Для Симы красиво – когда все понятно и все на месте. Я пыталась развить у нее творческое мышление, безуспешно.

– У белочки хвост пушистый…

– Я видела белок, они облезлые. Еще злые – дерутся за орех. И капризные – им не все орехи нравятся. Еще они кусаются и лица у них неприятные, – отвечает дочь.

– Морды, лица – у людей, – поправляю я.

– Ну, значит, морды неприятные, как у людей.

– Сима, про снег говорят – «шапки снега». Правда, красиво?

– Нет. Если шапки грязные, их стирают, а снег постирать нельзя.

Наткнулись на переносное значение глагола. Васе нравилось изучать русский и математику вразнобой. Не так, как положено. Сима же шла от простого к сложному, а я никак не могла к этому привыкнуть.

– Сима, «глаза сияют» – это переносное значение, – объясняла я, – а «звезда сияет» – прямое.

– Нет, наоборот, – отвечала дочь, – как сияет звезда, я не могу нарисовать, а как глаза сияют – могу. Вот смотри.

Дочка нарисовала лицо и два здоровенных глаза, в каждом из которых оставила по пустому квадратику. Глаза действительно сияли в прямом смысле.


Сима, что меня радует, умеет подстраивать жизнь под себя. Это я могу выглянуть в окно, решить, что сегодня на улицу выходить точно не буду, и залечь на диване с книжкой. Меня раздражают слякоть и грязная «по уши» машина. Сима может развести красную или синюю краску в пластиковой бутылке и пойти поливать сугроб, чтобы было красиво. Или нарисовать пальчиком на нашей машине, стоящей во дворе, полукруг и объявить, что это «грязное ухо». Сима обладает редким качеством – видеть в слякоти узоры.

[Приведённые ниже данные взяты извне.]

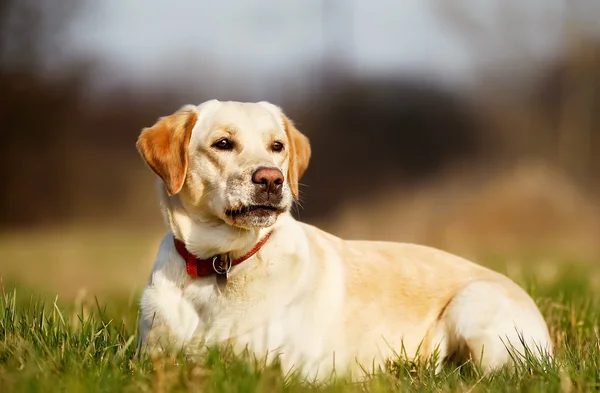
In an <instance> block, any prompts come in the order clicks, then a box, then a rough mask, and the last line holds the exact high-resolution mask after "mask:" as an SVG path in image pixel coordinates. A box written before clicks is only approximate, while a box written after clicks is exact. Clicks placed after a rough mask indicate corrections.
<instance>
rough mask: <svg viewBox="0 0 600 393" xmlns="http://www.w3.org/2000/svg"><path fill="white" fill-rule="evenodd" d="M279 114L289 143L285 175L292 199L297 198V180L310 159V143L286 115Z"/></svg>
mask: <svg viewBox="0 0 600 393" xmlns="http://www.w3.org/2000/svg"><path fill="white" fill-rule="evenodd" d="M281 116H282V117H283V126H284V128H285V133H286V134H287V137H288V145H289V164H288V176H287V177H288V182H289V184H290V188H291V190H292V195H293V196H294V199H296V200H297V199H298V197H299V192H298V191H299V190H298V182H299V181H300V178H301V177H302V174H304V171H306V168H307V167H308V161H309V160H310V153H311V151H310V143H309V141H308V138H307V137H306V136H304V135H303V134H302V133H301V132H300V131H298V129H297V128H296V127H295V126H294V124H293V123H292V121H291V120H290V119H289V118H288V117H287V116H286V115H284V114H282V115H281Z"/></svg>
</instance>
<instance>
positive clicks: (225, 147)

Но этот талант должен непременно иметь прикладное значение. Ей важно что-то исправить, дорисовать, доделать.

– Сима, смотри, чей след? – воодушевленно восклицаю я. Васю можно было уболтать на любой след в парке. Вместо собак у нас ходили куницы, вместо дрессированных пони – олени, а вдруг это зайчик?